Clinton said it was vital that the United States create a new “security umbrella” to reassure Israel and its other allies in the region that they would not be threatened by Iran. She said she would tell them that “if you were the subject of an unprovoked nuclear attack by Iran, the United States, and hopefully our NATO allies, would respond to that.”
If Obama said this, we’d be hearing how dangerous he was and, well, it would be true.
1) Israel has the ability to deter anyone in the region with estimates of 200 – 400 nukes. They even have them deployed on submarines. If a nuclear attack were to be made upon Israel, Israel could largely wipe out any attacker or group of attackers in practical terms.
What’s bizarre is the infantilization of Israel by many who seem to forget that Israel is the strongest country in the region by an incredibly wide margin. Israel has far better defense technology and some of the best trained troops in the world. And a whole lot of nukes with multiple ways of delivering those nukes.

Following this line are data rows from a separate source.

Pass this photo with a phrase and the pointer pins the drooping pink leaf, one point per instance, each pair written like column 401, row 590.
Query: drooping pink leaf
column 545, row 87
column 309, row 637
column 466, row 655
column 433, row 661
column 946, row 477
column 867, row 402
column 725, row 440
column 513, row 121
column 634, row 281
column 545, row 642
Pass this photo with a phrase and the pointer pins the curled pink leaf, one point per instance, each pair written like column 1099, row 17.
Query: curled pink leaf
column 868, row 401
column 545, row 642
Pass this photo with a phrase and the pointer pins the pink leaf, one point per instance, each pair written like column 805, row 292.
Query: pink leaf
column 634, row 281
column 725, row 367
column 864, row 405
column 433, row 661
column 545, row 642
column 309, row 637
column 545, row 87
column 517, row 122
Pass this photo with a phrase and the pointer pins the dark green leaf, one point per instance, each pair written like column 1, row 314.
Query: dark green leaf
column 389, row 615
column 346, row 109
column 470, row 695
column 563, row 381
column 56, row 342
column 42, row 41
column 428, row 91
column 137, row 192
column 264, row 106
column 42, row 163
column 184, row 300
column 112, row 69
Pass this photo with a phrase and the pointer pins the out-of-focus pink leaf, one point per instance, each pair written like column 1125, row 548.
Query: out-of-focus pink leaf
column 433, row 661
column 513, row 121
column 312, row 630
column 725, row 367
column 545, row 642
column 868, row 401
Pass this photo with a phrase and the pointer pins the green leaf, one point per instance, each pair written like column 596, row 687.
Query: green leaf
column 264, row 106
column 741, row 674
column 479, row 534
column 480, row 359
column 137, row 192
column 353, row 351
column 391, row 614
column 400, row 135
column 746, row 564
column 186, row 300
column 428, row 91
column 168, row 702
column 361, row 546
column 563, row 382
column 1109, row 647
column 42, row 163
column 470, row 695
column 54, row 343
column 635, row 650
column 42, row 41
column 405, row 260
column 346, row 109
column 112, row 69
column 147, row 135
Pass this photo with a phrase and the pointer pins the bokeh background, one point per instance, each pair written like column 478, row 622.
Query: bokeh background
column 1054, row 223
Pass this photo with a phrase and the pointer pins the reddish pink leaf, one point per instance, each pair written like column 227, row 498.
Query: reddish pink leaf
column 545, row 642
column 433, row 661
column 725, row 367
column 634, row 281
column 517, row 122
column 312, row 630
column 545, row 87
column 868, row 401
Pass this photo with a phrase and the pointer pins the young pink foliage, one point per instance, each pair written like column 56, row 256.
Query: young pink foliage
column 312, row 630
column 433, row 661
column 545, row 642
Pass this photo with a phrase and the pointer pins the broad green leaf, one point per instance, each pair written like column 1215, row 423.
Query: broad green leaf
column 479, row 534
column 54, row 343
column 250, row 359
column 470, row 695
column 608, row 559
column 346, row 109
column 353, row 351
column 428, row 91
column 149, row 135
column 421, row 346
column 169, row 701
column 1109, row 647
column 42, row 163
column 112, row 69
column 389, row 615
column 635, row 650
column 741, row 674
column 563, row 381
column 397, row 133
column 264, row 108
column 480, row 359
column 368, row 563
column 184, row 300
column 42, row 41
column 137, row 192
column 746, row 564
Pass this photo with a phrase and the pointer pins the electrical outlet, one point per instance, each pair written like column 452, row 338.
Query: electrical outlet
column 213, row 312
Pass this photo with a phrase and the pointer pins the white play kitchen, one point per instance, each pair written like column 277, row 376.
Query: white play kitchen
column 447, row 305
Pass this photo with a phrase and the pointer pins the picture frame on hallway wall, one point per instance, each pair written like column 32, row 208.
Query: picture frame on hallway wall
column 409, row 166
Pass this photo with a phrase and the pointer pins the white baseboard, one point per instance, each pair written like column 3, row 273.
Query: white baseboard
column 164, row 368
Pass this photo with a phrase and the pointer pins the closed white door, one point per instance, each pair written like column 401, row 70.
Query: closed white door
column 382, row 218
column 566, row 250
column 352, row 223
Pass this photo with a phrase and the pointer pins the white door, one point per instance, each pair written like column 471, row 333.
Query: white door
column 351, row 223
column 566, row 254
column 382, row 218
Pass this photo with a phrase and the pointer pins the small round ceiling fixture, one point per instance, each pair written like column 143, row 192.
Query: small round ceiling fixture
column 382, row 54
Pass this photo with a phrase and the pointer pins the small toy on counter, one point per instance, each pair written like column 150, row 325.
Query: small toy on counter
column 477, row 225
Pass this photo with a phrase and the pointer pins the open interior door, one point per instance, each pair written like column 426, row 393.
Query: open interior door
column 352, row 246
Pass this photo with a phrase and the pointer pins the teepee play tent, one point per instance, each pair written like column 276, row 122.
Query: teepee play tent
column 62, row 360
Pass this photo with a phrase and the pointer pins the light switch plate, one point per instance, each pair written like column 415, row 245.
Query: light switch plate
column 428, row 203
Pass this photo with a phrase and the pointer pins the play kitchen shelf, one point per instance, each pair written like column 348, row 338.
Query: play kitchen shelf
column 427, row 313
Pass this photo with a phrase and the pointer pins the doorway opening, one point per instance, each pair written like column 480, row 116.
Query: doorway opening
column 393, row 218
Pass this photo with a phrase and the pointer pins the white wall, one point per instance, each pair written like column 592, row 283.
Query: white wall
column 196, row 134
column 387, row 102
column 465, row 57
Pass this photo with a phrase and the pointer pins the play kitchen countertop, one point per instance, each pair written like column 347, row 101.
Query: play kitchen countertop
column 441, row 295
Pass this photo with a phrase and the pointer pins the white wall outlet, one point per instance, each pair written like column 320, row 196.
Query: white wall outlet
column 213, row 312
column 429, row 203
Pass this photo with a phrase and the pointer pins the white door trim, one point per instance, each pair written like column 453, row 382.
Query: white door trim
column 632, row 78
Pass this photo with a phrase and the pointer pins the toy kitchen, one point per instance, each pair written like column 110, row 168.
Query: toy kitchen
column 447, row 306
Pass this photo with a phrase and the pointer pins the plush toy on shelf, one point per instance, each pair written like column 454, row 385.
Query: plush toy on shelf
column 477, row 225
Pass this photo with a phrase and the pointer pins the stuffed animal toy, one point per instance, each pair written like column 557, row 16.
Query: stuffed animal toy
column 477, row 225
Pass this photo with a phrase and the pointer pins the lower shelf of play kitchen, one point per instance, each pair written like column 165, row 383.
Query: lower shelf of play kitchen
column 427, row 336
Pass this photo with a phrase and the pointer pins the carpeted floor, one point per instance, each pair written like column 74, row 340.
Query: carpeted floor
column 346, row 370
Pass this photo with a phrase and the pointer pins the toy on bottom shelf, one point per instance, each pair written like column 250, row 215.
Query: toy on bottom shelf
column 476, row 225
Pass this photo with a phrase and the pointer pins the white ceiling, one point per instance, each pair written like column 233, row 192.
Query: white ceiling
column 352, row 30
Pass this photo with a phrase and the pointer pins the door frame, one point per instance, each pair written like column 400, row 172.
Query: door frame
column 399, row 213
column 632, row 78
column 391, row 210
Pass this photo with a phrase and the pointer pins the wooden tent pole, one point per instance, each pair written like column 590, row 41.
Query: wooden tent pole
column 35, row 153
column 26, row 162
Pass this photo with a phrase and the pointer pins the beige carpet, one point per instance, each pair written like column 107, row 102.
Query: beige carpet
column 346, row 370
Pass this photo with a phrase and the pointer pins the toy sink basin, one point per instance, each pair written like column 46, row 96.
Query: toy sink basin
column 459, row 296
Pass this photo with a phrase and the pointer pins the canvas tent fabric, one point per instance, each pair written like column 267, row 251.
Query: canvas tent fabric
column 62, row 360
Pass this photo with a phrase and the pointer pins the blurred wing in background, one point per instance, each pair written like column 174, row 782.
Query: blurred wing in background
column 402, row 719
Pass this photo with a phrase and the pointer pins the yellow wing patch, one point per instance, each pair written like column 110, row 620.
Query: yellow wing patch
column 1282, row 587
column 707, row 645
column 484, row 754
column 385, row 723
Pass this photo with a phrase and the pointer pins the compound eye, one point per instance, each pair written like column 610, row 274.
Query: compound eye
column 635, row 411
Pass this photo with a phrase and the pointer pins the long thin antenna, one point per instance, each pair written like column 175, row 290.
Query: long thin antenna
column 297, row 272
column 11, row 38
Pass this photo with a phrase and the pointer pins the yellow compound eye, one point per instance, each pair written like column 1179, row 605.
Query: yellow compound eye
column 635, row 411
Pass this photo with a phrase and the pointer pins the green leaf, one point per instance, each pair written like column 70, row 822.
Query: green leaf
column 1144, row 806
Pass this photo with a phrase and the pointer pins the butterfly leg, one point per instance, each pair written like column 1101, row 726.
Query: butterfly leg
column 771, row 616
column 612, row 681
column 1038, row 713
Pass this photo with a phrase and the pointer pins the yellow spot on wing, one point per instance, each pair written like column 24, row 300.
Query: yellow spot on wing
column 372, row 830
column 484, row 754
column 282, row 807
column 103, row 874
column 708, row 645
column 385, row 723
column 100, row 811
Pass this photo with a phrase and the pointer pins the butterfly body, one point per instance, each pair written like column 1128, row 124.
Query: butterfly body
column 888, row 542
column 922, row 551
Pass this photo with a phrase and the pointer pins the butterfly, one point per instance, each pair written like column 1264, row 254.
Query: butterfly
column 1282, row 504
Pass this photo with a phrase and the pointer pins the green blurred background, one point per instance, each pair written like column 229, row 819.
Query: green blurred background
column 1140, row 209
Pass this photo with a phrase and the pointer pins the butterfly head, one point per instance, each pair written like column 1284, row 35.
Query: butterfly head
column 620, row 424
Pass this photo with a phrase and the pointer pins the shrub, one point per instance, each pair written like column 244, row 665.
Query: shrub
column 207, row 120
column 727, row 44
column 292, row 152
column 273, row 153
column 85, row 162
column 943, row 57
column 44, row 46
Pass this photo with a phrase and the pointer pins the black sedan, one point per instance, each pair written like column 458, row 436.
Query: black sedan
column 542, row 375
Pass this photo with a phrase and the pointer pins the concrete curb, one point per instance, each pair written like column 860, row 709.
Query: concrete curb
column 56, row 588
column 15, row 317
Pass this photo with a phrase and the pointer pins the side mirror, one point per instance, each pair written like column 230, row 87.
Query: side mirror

2) While the US has lost some of its ability to act as an honest broker in the Middle East, such a commitment would lead to the US having virtually no ability to facilitate peace negotiations.
3) US intelligence suggests Iran is not actively seeking a bomb. Apparently she continues to not read the intelligence reports.
4) It is far from clear that Iran is the most likely nation to attack Israel in the region. Syria and Israel are facing increasing tension and competition for water that especially affects Syria.
It further diminishes the role of the Non-Proliferation Treaty which the US is essentially in violation of with both Israel and the new deal with India. The way to effectively deal with non-proliferation issues is to stress the international framework created to deal with that issue. After the Bush administration has played cowboy and weakened NPT with the India nuclear tech transfers and other moves, a united world on the issue of NPT is vital to long term US security interests–not more saber-rattling.